So Flamengo, what was all the altitude fuss about?
For the last year, Brazilian club Flamengo have led an almost obsessive campaign for a ban on matches at high altitude. Following a match away to Bolivian side Real Potosi at 4,000 metres above sea level in the Libertadores Cup, club president Marcio Braga has gone on the warpath describing high altitude games as “inhumane” and comparing them to a form of doping for the home team.
Braga has taken his case to FIFA, the Court of Arbitration for Sport and even the United Nations human rights commission — all without success. Although FIFA has effectively banned World Cup qualifiers above 2,750 metres, the South American Football Confederation has refused to follow suit for the Libertadores.
So it was with great trepidation that Flamengo on Wednesday visited Cienciano at 3,300 metres in the Peruvian Andes, with the added worry that their campaign had understandably antagonised the locals.
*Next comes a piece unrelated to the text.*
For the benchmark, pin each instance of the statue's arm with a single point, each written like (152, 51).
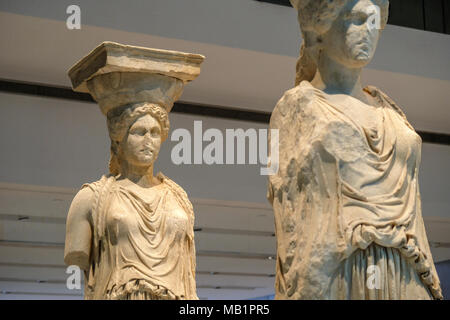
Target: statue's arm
(79, 230)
But their fears proved unfounded. Flamengo ran out comfortable 3-0 winners, even bettering their 2-1 win over the same opponents at the Maracana earlier in the group.
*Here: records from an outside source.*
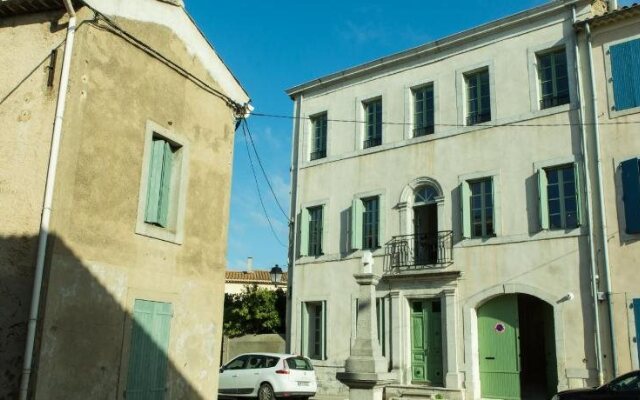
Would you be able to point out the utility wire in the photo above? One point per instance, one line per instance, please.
(273, 193)
(255, 178)
(518, 124)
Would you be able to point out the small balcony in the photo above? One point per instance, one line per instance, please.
(418, 252)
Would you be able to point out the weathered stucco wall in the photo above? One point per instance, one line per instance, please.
(27, 107)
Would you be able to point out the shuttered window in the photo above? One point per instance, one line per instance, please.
(159, 182)
(630, 170)
(625, 64)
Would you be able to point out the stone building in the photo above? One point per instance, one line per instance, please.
(467, 167)
(115, 163)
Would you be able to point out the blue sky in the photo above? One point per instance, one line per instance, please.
(273, 45)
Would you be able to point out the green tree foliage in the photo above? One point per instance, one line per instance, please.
(254, 311)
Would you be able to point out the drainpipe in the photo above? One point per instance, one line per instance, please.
(603, 222)
(48, 201)
(589, 212)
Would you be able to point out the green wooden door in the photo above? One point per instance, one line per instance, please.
(426, 342)
(148, 355)
(498, 348)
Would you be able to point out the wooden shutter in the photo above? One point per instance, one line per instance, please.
(356, 224)
(543, 203)
(165, 185)
(625, 64)
(304, 232)
(148, 354)
(154, 182)
(465, 209)
(631, 195)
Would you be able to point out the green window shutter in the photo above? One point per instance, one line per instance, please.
(578, 185)
(148, 356)
(154, 182)
(381, 221)
(165, 185)
(543, 203)
(465, 209)
(304, 232)
(356, 224)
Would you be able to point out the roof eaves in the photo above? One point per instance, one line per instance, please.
(438, 45)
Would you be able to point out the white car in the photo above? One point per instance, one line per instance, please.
(267, 376)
So what was the big fuss about? Recent results suggest that altitude does not really offer anything more than a small advantage to the home team, rather similar to playing on a bumpy pitch or in weather which the visitors are unused to. In the last World Cup qualifying competition, for example, Bolivia managed four wins, two draws and three defeats in La Paz.
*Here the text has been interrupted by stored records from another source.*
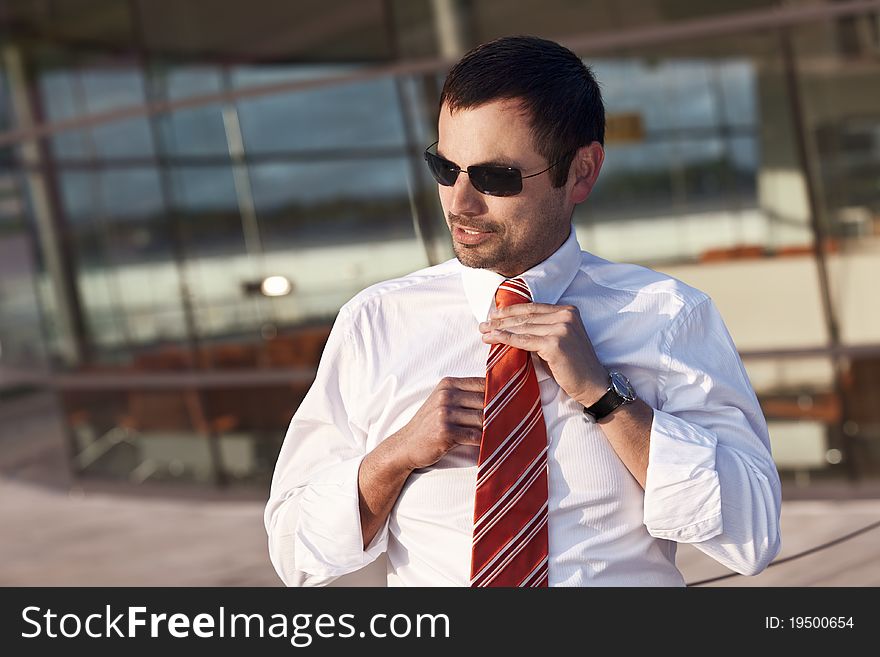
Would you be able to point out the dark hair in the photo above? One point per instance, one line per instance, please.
(557, 90)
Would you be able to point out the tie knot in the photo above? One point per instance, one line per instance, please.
(512, 291)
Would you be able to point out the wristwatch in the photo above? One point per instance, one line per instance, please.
(620, 391)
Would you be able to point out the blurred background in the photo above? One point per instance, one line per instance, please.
(190, 189)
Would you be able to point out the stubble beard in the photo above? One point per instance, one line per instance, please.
(506, 258)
It also begs the question: are Brazilian clubs and the media, which has helped stoke up public opinion, being hypocritical?
Writing on the BBC’s web site this week, correspondent Tim Vickery argues that they are. Vickery points out that, while Brazilian teams make a big song and dance about the players’ health being paramount, there is not a whisper from them when their own federation, in agreement with local television stations, schedules domestic games to be played in mid-afternoon in high summer.
When Brazil needed local backing for their 2014 World Cup bid, the Brazilian confederation kept quiet about the altitude issue. But when the South American federation last week asked FIFA to reconsider the 2,750 limit which had been reinstated, Brazil was the only country which refused to sign the declaration.
Until FIFA considers banning matches in other extreme conditions, it will be hard not to sympathise with the likes of Bolivia, Ecuador and Peru.